People influence us because we allow them to do so. They may appear wise and spiritual, and we may be fascinated by their stories and ideas, but how do we know if what they are saying is true? The Early Church was at risk from people who seemed to be ‘spiritual’, but were false. Some of these were legalistic religionists (Colossians 2:16-17) and others, as in today's passage, were mystics. They had bought into a pagan mystery religion based on a belief in the power of angels. They were spiritually false because they had lost connection with Jesus Christ, even though they were still in the church.
Such people can be recognised by six characteristics. Firstly, they make a show of being humble and eager to listen, but they are not servant-hearted. Secondly, they are fascinated by angels and worship them, which the Bible forbids (Revelation 22:8-9). Thirdly, they are guided by their personal experience and their own feelings rather than by the Word of God. Fourthly, they boast of their revelations and consider themselves spiritually superior, having a knowledge about spiritual things that is not accessible to the uninitiated. Fifthly, their spiritual life is not rooted exclusively in Jesus Christ. Sixthly, they inhibit the true growth of the church by dividing people rather than uniting them in Christ.

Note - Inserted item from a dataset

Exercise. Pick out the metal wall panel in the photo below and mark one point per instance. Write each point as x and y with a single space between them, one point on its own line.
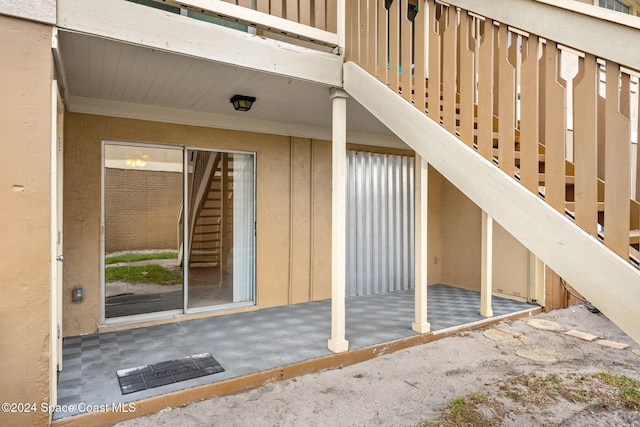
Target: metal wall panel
380 242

Such people may sincerely believe what they teach, but they have no biblical authority. They are deluded, and they also lead others away from trusting in Christ alone. Satan himself masquerades as an angel of light (2 Corinthians 11:14), so it is not surprising that he distracts believers into believing that angels are more powerfully immediate than Christ Himself.
The church still needs to beware of such people. Saving faith and true connection with God depends upon Christ alone. Without trusting Him alone, there can be no organic growth or maturity in the church. This passage has been preserved so that we will not be deceived by apparently 'super-spiritual' people (1 John 4:1-3). The only key to spiritual wisdom is to be connected to the Lord Jesus Christ. Where He is central, the church will grow with every member functioning well. Although we may not want to offend people by rejecting what they say, it is much more important to not offend Jesus Christ. He is Lord of all, so He must be superior to everything and central to our faith.